David and Lili's World Tour


April 2014 - Timor Leste (East Timor)

Nobody said it was going to be easy... Timor Leste became a country just 12 years ago after a devastating war for independence from Indonesia, and they stil have much to rebuild. But progress is on the march. There are no more refugee camps, but there are road construction crews. There are no more U.N. soldiers, but there are foreign NGO workers and teachers. We saw zero tourists, but we did meet a few backpackers at the country's one hostel (in Dili). Interestingly, almost all of them were hard-core adventurers (one couple arrived by motorcycle from the UK, another guy arrived by bicycle from Turkey, et cetera). Timor Leste has great beaches and world-class snorkeling, but it is not quite ready for tourism.
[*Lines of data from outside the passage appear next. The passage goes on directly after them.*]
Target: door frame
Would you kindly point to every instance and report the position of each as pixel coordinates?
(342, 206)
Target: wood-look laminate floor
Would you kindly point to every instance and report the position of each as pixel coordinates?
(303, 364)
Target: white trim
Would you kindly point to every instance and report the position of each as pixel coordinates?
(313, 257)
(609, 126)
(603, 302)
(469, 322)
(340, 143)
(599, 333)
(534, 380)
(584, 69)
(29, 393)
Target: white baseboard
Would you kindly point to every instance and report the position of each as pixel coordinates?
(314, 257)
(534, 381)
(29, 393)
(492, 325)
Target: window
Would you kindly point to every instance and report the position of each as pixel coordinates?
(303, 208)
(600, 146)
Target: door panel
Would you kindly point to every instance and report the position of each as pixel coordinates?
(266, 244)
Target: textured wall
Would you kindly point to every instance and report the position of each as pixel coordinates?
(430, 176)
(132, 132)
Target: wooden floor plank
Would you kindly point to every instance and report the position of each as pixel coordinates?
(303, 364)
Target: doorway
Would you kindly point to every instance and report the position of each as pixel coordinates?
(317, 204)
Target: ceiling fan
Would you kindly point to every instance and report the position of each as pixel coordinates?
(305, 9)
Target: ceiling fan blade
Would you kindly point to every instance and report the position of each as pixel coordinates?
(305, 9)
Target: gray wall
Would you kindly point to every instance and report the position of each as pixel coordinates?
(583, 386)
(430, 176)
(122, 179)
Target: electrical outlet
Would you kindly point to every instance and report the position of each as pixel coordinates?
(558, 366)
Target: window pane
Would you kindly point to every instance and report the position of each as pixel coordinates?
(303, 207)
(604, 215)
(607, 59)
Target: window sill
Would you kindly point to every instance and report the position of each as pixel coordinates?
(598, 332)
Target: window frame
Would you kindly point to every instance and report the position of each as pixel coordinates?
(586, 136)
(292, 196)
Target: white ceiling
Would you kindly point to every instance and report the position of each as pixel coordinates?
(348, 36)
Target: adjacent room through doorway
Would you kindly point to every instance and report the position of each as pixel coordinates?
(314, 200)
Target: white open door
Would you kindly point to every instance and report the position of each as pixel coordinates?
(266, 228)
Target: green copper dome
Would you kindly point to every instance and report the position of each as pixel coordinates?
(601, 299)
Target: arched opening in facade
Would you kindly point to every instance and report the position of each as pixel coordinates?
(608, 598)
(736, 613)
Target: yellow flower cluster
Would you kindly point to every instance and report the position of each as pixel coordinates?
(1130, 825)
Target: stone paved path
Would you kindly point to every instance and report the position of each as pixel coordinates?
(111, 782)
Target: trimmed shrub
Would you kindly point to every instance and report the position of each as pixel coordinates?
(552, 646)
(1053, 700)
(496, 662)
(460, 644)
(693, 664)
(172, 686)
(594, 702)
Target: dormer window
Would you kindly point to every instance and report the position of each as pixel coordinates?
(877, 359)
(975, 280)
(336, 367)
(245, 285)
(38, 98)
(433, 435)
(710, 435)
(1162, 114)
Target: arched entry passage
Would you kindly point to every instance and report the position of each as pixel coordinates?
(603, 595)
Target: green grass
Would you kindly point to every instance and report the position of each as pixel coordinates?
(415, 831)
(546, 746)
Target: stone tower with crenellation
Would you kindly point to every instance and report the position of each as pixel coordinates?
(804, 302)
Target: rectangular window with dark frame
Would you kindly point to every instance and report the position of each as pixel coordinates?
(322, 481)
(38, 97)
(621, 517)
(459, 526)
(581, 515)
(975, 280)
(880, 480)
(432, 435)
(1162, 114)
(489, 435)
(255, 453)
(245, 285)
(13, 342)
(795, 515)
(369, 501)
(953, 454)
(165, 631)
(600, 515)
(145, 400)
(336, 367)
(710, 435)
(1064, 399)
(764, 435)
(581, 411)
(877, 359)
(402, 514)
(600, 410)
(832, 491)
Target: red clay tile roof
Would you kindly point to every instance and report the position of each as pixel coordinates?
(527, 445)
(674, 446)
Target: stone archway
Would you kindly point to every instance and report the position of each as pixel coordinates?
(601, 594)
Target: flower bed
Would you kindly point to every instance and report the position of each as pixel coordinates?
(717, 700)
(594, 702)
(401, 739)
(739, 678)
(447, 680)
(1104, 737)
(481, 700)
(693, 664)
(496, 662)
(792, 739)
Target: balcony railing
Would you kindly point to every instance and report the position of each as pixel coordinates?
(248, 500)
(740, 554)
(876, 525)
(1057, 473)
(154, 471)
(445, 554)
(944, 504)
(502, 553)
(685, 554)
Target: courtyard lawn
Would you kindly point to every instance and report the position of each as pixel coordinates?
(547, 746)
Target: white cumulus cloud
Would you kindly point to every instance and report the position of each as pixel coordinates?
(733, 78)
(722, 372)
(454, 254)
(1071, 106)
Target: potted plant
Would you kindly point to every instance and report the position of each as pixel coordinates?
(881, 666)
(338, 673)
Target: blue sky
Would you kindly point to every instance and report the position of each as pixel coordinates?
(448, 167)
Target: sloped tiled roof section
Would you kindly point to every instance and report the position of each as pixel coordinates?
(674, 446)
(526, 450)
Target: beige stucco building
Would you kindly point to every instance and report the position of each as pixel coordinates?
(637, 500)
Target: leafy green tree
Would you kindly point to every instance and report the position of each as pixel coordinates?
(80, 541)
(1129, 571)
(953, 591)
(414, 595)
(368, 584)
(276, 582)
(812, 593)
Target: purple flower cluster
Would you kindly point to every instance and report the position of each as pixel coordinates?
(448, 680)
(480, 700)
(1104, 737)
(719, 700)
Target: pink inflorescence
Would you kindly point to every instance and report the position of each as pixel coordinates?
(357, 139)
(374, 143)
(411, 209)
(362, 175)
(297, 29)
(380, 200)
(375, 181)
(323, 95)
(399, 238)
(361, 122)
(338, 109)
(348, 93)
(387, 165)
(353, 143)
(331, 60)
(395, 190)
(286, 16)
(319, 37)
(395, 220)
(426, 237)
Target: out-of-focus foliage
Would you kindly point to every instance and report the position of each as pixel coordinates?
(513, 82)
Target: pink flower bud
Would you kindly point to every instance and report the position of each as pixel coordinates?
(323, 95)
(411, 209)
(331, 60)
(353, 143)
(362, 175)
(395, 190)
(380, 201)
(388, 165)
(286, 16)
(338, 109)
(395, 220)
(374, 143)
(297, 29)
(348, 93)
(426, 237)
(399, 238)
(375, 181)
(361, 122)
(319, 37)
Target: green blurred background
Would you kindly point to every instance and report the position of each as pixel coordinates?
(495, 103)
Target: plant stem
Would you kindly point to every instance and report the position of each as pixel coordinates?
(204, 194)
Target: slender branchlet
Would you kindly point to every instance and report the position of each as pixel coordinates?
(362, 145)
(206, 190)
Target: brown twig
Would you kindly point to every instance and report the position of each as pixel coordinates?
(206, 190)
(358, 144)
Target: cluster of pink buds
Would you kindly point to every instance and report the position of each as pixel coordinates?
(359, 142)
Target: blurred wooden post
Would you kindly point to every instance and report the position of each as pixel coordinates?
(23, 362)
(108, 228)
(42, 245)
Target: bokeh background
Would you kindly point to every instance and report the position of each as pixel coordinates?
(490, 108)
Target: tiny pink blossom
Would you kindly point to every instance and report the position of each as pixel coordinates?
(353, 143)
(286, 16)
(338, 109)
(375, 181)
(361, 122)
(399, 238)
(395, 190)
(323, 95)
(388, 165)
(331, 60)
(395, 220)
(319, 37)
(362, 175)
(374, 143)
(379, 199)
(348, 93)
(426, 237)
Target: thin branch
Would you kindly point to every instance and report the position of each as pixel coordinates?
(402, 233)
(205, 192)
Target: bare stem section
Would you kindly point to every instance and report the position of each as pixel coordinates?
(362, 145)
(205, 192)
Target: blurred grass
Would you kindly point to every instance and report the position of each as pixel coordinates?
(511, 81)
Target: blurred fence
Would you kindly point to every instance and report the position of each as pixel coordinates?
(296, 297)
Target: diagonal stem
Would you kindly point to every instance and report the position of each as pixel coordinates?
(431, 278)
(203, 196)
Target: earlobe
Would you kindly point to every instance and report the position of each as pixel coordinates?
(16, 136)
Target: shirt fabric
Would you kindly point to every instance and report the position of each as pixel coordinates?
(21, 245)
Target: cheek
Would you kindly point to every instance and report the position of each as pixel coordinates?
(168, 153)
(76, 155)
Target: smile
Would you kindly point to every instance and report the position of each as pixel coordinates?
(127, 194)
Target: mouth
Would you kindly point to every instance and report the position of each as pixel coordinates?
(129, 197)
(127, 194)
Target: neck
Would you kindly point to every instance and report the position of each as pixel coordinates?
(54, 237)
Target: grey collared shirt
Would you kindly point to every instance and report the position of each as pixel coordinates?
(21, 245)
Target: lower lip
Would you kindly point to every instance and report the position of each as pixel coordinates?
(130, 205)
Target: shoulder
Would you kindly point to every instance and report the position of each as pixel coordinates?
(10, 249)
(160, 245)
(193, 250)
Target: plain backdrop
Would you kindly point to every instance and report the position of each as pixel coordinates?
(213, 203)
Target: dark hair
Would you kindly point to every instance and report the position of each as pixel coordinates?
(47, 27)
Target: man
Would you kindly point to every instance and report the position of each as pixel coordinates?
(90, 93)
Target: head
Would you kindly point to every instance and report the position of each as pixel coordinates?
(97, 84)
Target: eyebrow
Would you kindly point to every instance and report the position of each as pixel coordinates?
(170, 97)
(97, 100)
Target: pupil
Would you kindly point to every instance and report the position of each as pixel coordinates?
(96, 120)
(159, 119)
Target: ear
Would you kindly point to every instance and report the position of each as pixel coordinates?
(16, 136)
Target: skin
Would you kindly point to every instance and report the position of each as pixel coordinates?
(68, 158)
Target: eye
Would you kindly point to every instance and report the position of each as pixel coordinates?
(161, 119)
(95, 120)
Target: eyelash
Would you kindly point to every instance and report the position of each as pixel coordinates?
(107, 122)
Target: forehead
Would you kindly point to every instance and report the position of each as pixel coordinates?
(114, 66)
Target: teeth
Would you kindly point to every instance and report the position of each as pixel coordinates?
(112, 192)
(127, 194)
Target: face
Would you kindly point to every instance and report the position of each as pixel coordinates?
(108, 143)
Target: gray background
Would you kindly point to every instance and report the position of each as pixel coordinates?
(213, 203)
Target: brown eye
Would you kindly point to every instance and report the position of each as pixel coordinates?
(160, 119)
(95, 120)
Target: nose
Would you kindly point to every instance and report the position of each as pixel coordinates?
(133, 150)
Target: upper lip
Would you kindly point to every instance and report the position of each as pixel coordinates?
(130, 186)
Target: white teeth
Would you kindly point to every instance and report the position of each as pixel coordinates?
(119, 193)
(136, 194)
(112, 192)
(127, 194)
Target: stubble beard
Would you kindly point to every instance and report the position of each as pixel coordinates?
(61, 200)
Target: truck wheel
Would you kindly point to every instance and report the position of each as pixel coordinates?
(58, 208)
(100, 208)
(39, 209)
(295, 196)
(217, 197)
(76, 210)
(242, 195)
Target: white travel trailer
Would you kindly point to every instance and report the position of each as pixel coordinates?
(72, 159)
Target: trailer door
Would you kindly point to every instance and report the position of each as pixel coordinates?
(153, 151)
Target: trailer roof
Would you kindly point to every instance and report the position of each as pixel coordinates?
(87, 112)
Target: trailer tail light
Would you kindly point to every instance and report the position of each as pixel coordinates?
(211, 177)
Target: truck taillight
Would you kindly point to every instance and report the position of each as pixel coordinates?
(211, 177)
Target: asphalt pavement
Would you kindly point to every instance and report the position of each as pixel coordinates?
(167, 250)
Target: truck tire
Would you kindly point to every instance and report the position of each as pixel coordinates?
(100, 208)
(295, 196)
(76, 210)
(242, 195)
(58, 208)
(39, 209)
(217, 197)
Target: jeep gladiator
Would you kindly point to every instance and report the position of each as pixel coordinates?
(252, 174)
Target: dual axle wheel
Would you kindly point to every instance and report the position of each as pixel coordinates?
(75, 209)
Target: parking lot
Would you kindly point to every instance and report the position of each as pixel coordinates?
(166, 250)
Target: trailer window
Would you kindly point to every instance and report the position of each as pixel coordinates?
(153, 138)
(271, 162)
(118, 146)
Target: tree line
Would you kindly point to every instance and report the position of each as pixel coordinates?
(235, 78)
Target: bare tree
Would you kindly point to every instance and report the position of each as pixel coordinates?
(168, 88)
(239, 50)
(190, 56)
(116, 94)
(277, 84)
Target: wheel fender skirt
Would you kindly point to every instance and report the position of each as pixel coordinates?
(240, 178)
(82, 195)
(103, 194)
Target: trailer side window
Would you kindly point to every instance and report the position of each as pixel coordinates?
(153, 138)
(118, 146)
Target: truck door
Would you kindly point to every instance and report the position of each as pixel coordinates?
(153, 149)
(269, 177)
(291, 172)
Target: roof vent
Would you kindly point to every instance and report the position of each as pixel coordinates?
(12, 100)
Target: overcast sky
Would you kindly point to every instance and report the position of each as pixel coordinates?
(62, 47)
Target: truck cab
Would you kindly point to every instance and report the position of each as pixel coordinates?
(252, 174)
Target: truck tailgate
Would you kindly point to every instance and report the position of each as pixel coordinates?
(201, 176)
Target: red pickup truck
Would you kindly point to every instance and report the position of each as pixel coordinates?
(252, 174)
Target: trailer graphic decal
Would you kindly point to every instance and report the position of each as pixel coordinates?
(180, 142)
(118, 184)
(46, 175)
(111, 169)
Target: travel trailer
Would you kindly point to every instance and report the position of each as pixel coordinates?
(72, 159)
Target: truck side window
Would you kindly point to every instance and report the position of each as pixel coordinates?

We went to the far end of the island and back by local bus (and by foot), which was quite challenging, but the local people were universally friendly and helpful. Timor Leste has two official languages; most people speak Tetum, but we could always find someone to talk to because the other language is Portuguese (which many old people speak fluently and children must study in school). Having a language in common with local people always makes our adventures more fun and interesting.

Compared to Australia, Timor Leste is quite cheap, but compared to West Timor (Indonesia) it is expensive. Timor Leste uses U.S. dollars.

Timor is one island with two distinct identities, so it makes sense that it should be divided into two countries. The languages, food, and religious traditions are different (the whole island is predominatnly Christian, but the East is Catholic while the West is Protestant). Timor Leste reminded us of the poorest parts of Brazil, but West Timor is undeniably Asia (crowded and busy with ubiquitous food options and motorcycle traffic)...

The good news is that we found Timor Leste to be a peaceful and friendly nation, looking forward to a prosperous future. The land is fertile, and the local sea has not been overfished. Also Timor Leste has oil (people say this is why the West intervened in the war). Once they get their bad roads fixed and add a few hotels, this country should become a shining star on the tourist map. Timor Leste is a diamond in the rough.